Jessica Gaitán Johannesson is a Swedish/Colombian writer and climate justice activist based in Edinburgh. Her work focuses on the multiplicity of identity and belonging. Her debut novel How We Are Translated (2021) was longlisted for the Desmond Elliott Prize and her essay collection The Nerves and Their Endings: Essays on crisis and response is published in August 2022. She was Wasafiri Magazine’s Writer-in-Residence for 2021-22, delivering workshops on writing and climate justice. She works as Digital Campaigns Manager for Lighthouse Books, Edinburgh’s radical bookshop, highlighting the meeting point, and frictions, between reading, writing and change-making.
Alistair MacDonald is a composer, performer and sound artist.

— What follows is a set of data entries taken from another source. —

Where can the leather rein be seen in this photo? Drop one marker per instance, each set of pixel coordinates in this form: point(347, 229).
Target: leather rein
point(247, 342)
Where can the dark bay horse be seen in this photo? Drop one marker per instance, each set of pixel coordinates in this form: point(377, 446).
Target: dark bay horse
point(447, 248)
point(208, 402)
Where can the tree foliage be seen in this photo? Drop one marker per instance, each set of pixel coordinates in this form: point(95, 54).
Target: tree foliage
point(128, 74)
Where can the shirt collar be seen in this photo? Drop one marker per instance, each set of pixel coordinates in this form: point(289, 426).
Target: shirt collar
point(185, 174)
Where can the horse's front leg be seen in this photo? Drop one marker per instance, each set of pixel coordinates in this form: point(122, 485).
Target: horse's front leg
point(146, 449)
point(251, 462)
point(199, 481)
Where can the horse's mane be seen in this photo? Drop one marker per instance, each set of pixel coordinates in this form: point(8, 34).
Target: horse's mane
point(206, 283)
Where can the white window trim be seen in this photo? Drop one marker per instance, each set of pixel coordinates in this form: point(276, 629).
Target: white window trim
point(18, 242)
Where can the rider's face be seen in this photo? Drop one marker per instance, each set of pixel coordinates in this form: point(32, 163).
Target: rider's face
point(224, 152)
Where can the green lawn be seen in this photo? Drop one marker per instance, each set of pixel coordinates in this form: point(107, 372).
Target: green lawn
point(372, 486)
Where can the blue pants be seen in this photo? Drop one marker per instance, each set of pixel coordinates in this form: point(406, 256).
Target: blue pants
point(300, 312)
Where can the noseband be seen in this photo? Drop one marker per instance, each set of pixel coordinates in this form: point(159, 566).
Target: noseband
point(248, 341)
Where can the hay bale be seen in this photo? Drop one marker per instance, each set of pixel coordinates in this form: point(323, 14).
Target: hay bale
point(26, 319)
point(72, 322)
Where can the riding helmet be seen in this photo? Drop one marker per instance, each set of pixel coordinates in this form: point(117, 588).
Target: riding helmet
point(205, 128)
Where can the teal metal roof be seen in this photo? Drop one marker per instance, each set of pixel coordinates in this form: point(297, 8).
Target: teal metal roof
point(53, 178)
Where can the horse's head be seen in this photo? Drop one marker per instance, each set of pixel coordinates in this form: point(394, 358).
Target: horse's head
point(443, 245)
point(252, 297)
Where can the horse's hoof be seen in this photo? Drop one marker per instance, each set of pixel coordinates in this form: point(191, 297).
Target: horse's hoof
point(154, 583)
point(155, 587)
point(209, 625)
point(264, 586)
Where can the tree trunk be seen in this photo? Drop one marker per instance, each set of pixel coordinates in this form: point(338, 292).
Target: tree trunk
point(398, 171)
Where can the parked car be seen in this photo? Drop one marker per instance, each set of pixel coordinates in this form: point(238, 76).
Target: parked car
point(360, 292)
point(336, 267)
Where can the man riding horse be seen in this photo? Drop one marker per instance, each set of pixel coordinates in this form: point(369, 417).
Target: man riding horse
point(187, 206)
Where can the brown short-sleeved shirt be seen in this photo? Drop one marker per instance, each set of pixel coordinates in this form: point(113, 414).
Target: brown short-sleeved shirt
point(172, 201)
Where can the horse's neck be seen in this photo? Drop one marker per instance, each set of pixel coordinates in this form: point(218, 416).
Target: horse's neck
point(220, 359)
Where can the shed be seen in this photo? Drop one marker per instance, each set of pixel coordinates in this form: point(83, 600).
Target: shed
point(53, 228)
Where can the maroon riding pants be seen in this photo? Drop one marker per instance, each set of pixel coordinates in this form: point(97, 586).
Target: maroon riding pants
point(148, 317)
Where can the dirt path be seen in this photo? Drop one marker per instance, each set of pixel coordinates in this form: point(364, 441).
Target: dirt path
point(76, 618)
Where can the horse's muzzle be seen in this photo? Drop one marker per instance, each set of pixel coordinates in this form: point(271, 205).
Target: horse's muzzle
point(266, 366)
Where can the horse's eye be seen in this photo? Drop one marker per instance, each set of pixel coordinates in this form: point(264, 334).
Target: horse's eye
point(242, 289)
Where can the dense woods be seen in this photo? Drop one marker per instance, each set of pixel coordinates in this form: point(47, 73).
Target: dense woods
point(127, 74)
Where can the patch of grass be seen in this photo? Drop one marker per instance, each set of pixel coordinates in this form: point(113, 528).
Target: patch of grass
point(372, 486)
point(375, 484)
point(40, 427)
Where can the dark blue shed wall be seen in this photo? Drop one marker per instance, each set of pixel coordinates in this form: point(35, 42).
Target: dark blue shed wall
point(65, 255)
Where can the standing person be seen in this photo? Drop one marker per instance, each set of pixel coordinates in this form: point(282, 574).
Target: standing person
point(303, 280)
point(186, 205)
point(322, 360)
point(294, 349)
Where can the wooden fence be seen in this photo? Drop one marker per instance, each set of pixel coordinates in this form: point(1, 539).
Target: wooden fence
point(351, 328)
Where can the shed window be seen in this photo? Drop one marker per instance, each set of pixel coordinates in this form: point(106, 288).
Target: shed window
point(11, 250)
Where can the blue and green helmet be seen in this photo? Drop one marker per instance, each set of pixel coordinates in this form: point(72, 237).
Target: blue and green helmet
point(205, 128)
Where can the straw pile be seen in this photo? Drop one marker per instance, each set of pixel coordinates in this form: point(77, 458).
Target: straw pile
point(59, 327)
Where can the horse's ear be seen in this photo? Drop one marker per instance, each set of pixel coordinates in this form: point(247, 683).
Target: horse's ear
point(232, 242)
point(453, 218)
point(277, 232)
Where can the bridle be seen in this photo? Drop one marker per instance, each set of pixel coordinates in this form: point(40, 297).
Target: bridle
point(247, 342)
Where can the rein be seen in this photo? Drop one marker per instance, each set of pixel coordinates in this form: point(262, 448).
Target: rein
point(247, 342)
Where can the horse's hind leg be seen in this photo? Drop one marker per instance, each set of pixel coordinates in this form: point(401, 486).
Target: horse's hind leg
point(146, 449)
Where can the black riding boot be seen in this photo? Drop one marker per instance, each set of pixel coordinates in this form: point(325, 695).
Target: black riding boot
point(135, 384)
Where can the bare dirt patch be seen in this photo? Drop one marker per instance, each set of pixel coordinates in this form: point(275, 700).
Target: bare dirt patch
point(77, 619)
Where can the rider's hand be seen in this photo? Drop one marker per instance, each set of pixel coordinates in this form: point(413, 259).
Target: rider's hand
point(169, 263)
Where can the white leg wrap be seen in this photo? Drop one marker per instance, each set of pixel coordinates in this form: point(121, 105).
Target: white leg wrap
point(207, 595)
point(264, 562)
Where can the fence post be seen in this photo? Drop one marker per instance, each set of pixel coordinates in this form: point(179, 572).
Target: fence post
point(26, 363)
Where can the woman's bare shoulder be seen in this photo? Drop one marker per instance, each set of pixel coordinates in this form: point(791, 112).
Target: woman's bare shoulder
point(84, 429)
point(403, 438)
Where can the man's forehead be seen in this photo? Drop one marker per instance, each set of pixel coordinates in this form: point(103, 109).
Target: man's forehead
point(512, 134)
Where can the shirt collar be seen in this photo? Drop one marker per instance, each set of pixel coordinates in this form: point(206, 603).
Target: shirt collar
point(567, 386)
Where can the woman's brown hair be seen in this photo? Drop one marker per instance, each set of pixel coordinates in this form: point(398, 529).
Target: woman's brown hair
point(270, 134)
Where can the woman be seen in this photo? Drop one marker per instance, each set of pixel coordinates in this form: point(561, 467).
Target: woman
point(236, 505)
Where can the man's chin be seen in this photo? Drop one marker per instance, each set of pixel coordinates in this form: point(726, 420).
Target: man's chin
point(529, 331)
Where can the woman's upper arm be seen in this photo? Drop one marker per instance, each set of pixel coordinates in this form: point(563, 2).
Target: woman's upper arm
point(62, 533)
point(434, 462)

He has been designing his own computer-based sound processing instruments/environments for more than 20 years, to create uniquely rich, spatialised music and sound. Often collaborative his work encompasses composing, field recording, live electronics, interactivity and improvisation. He makes standalone electroacoustic works, music for instruments and voices, music and sound design for dance, film and installation. He is Professor and director of the Electroacoustic Studios at the Royal Conservatoire of Scotland.
This event will be chaired by Andrés N. Ordorica.